Le gouvernement du Sénégal et le fonds islamique de la de la Banque islamique de développement (Bid) vont injecter 7.376.897.000 Fcfa dans les régions de Diourbel et Kaffrine à travers le Programme d’alphabétisation et d’apprentissage de métiers pour la lutte contre la pauvreté (Palam/Volip). La révélation a été faite hier par la coordonnatrice du Palam, Mme Khady Fall Ndiaye, lors d’un atelier de partage sur les stratégies de mise en œuvre de ce programme. Le but visé à travers le projet est de « contribuer à la réduction de la pauvreté au sein des populations rurales et féminines en priorité par l’accès à une alphabétisation fonctionnelle centrée sur les compétences et aux services de micro finance favorisant l’auto développement ».

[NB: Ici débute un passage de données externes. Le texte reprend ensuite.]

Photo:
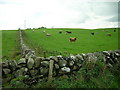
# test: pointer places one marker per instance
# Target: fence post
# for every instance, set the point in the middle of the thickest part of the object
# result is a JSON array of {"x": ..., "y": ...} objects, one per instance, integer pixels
[{"x": 50, "y": 70}]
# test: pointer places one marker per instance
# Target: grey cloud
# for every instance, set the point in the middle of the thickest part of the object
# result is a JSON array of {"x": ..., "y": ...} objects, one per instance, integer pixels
[
  {"x": 114, "y": 19},
  {"x": 6, "y": 2},
  {"x": 105, "y": 8}
]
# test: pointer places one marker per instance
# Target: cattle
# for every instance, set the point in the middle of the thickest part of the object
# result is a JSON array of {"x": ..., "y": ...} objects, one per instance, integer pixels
[
  {"x": 48, "y": 34},
  {"x": 60, "y": 32},
  {"x": 43, "y": 31},
  {"x": 92, "y": 33},
  {"x": 73, "y": 39},
  {"x": 109, "y": 34},
  {"x": 68, "y": 32}
]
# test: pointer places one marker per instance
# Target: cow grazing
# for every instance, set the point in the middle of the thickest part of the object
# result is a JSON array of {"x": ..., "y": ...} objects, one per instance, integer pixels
[
  {"x": 109, "y": 34},
  {"x": 73, "y": 39},
  {"x": 60, "y": 32},
  {"x": 68, "y": 32},
  {"x": 43, "y": 31},
  {"x": 92, "y": 33},
  {"x": 48, "y": 34}
]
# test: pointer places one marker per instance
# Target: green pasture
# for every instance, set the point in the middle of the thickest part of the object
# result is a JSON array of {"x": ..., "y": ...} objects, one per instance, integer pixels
[
  {"x": 60, "y": 44},
  {"x": 10, "y": 44},
  {"x": 0, "y": 45}
]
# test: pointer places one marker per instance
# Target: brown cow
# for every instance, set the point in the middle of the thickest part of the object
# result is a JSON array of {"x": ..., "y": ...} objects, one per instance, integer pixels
[
  {"x": 109, "y": 34},
  {"x": 73, "y": 39},
  {"x": 68, "y": 32},
  {"x": 48, "y": 34}
]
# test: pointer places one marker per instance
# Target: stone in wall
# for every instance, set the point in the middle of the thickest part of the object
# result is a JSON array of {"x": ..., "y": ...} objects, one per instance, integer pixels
[
  {"x": 62, "y": 63},
  {"x": 13, "y": 65},
  {"x": 38, "y": 61},
  {"x": 30, "y": 63},
  {"x": 45, "y": 64}
]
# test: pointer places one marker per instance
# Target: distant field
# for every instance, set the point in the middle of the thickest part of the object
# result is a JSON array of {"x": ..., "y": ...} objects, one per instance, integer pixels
[
  {"x": 10, "y": 44},
  {"x": 60, "y": 44},
  {"x": 0, "y": 45}
]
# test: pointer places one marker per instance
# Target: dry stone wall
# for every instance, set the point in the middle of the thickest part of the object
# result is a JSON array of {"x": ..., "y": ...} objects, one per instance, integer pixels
[{"x": 39, "y": 67}]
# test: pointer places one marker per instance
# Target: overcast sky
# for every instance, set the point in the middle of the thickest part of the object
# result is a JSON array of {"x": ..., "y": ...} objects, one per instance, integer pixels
[{"x": 58, "y": 13}]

Il est attendu du projet, la scolarisation 8.000 enfants de 9 à 15 ans déscolarisés précoces, des « daaras », ou non scolarisés dont 65 % de filles fréquentent une Ecole communautaire de base (Ecb) d’ici 2013.
18 communautés rurales des deux régions sont ciblées.
Le projet envisage de former 3.000 jeunes adultes de 16 à 24 ans dans différents corps de métiers porteurs. Le Palam vise également l’alphabétisation pour 10.000 femmes travailleuses analphabètes âgées de 24 à 49 ans afin d’améliorer leurs compétences techniques et leurs revenus et la formation d’au moins 50 % des jeunes, adultes et femmes en activité pour leur faciliter l’accès à la micro finance, selon la coordonnatrice.
La réussite du projet permettrait à d’autres pays de bénéficier de l’appui de la Bid, selon la coordonnatrice. La contribution du gouvernement du Sénégal s’élève à 1.811.072.000 de FCfa.
Le directeur de Cabinet du ministre de la Famille, de la Sécurité alimentaire, de l’Entreprenariat féminin, de la Micro finance et de la Petite enfance, Ciré Lô, qui a présidé les travaux, a exhorté les responsables du projet à impulser un processus d’auto-développement dans les régions ciblées afin de permettre d’autres expériences dans d’autres localités du pays.